Traders should monitor post-match declarations from England’s manager regarding tactical adjustments for the quarterfinal, as well as any campaign-finance disclosures from the Mexican Football Federation that could signal internal instability affecting player morale. The primary catalyst the market leans on is Harry Kane’s penalty performance and Jude Bellingham’s two goals, which established England’s dominance in the second half, a trend confirmed by live updates from Fox Sports and BBC Sport highlighting the match’s turning points.

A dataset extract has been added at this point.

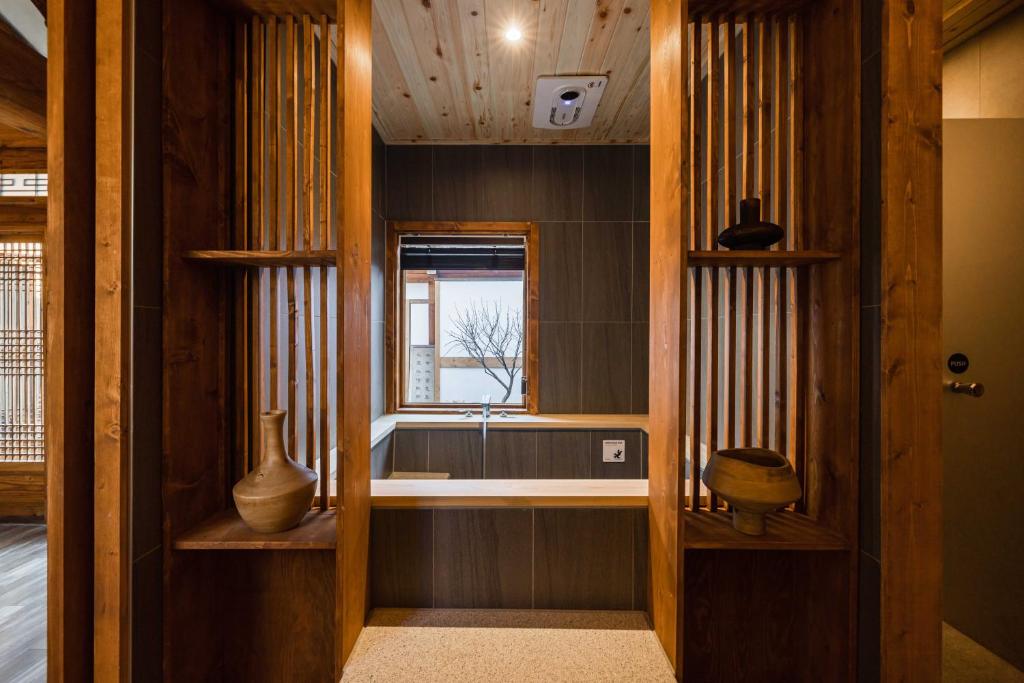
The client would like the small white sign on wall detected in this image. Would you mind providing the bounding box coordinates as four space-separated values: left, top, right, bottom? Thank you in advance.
602 438 626 463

With the settlement window ending on 6 July 2026, attention will also focus on any official statements from FIFA regarding the match’s VAR reviews, particularly the red card incident that shaped the final outcome, as these details may influence future betting patterns on similar second-half markets.
Methodology
This page tracks Mexico vs. England - Second Half Result across four political prediction venues. Live odds come from the Polymarket order book (the deepest political prediction-market book). Kalshi is the CFTC-regulated US alternative, Betfair the established UK sports-exchange with politics markets, Manifold the open play-money variant. For users geo-blocked from Polymarket directly, brokers like Election Predictions UK provide a 0%-fee route into the same order book.
Resolution & payout
For political markets the resolution source is decisive. Polymarket defines a concrete source per contract (e.g. AP, Reuters, official electoral commission) and uses the UMA Optimistic Oracle as the on-chain dispute mechanism. With a clearly defined outcome the USDC payout lands within minutes of the final confirmation.
FAQ
- How accurate are political prediction markets?
- Historically more accurate than polls. Polymarket's Brier score on US 2024 elections was ~0.11 — better than 538 (~0.14) and every mainstream poll. Markets aggregate information with real skin in the game.
- What resolution source is used for elections?
- Polymarket defines the source per contract — usually Associated Press (AP Race Call), Reuters or the official electoral commission. The source is stated in contract details before the market opens.
- Can prediction markets influence election outcomes?
- Markets reflect expectations rather than create them. Studies show public-facing markets can anchor expectations, but don't influence the underlying outcome. Political markets are information, not advocacy.
- Why do Polymarket and Kalshi differ on elections?
- Kalshi must follow CFTC compliance — strict definitions, clear resolution sources, US citizens only with KYC. Polymarket operates globally without CFTC oversight — deeper liquidity, but also higher regulatory risk.
- Which political events have the biggest volume?
- US Presidential election, party nominations (DNC/RNC), Senate majorities, individual state outcomes (Pennsylvania, Michigan, Wisconsin), and major European elections. Peak markets reach $50-500M per event.